Coats may not have wanted the attention, but these gaps were noteworthy. Had someone else been giving that testimony—perhaps a Trump stalwart like Republican Representative John Ratcliffe, who Trump briefly tapped to take over Coats’s position—these issues might not have come to light in quite so stark a fashion. Granted, there was already plenty of public reporting on Russian interference, North Korean intransigence, and Islamic State resilience. But it was meaningful to know that, despite the president’s protestations, his own intelligence reinforced what the public reporting showed. And this also underscored the president’s tendency to mislead.

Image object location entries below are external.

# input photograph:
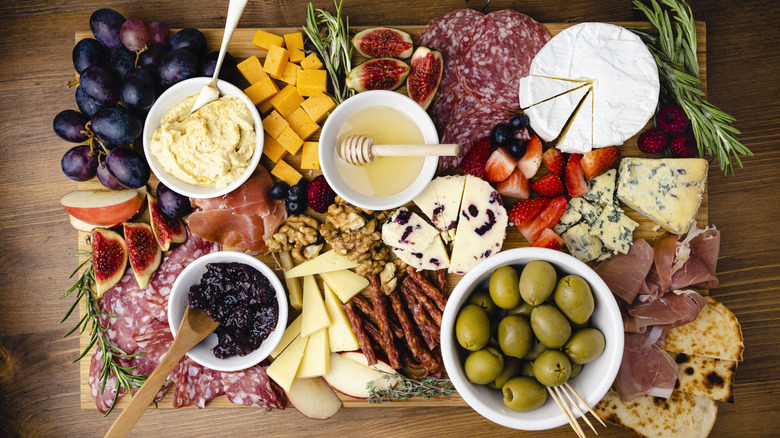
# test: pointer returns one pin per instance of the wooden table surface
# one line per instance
(39, 386)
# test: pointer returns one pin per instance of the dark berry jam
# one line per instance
(242, 300)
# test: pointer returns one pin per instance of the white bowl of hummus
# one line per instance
(208, 153)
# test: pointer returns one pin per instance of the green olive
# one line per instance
(503, 287)
(483, 366)
(552, 368)
(585, 345)
(511, 369)
(472, 328)
(575, 299)
(523, 394)
(537, 282)
(515, 336)
(550, 326)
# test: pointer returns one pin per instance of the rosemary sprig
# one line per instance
(333, 45)
(84, 288)
(674, 50)
(407, 388)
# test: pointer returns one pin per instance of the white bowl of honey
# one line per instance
(389, 118)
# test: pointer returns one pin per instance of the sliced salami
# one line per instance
(496, 54)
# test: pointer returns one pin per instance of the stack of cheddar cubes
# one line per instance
(290, 114)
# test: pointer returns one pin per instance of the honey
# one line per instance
(385, 176)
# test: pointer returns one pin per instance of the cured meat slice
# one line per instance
(243, 219)
(496, 54)
(253, 387)
(467, 127)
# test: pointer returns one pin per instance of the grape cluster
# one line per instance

This is why the appointment is so consequential, argues Joshua Geltzer, who was a senior director for counterterrorism on Barack Obama’s National Security Council. “I think at least in these circumstances, the public-facing aspects of the job take on a way higher significance than they normally do,” he told me. He cited Coats’s unusual public statement reiterating the intelligence community’s conclusions about Russian interference after Trump’s meeting with Vladimir Putin in Helsinki, in which the president seemed to lend weight to Putin’s denials of interfering. “That’s not just standing up for an intel judgment, it’s also standing up for your workforce,” Geltzer said.

Gordon was legally next in line to serve as acting director before she resigned, writing to Trump that he should have his own team and clearing the way for Maguire’s appointment. Trump praised her service on Twitter, but also had reportedly blocked her from delivering an intelligence briefing to him. Gordon is widely respected, having spent decades in the CIA and other agencies. She summed up her attitude this way on Morell’s podcast: “I think that intelligence has the opportunity to be the hero of this moment as much as it has ever been. And I know that can sound different to people who listen to the stories about how the relationship may or may not be with the administration or what’s going on with the Congress,” she said. “But the truth is, the fundamental craft of intelligence that’s about wisdom, insight, and clarity delivered so that our leaders can decide before events [decide] for them, is just as important.”